8. Tardive dyskinesia
Tardive dyskinesias are a type of involuntary and abnormal movement that originates after a minimum of 3 months of neuroleptic drug use , without any other identifiable cause.
This type of dyskinesia involves abnormal movement of the tongue, lips and jaw, in a combination of gestures such as sucking, sucking and chewing, in a repetitive, irregular and stereotyped manner.
The vast majority of patients are not aware of the development of tardive dyskinesia, but many with more serious disorders may present difficulties in chewing, dental damage, dysphagia or dysarthria, etc.

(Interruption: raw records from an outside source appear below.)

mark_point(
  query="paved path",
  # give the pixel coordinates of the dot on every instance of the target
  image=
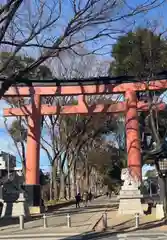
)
(81, 221)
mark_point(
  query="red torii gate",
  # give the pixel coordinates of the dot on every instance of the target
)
(34, 111)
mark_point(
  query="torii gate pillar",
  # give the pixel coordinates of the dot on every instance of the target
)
(33, 153)
(132, 135)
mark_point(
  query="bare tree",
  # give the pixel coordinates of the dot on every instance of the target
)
(49, 28)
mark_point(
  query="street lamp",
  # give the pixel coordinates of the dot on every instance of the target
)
(162, 165)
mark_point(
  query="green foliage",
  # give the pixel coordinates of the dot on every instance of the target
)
(141, 53)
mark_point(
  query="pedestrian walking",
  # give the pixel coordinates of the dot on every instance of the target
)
(85, 198)
(90, 196)
(78, 199)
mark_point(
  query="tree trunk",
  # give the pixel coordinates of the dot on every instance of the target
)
(86, 176)
(73, 181)
(69, 183)
(55, 182)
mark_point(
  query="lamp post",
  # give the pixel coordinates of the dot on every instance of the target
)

Tardive dyskinesia occurs because neuroleptic drugs exert, on the one hand, a hypersensitizing effect on dopamine receptors, causing motor dysfunction; and on the other hand, a destruction of gabaergic neurons responsible for inhibiting involuntary movements. A third hypothesis would also point to a release of toxic free radicals as being partly responsible for the symptoms of this movement disorder.
- Venegas, Pablo, Millán, María E. and Miranda, Marcelo. (2003). Disquinesia tardía (Late Dyskinesia). Chilean Journal of Neuropsychiatry, 41(2), 131-138
- Sanz García, A.I. and Martín Fernández, M.A. (1994). Late dyskinesia: applications of current knowledge to clinical practice. Spanish Journal of Pathology, 51.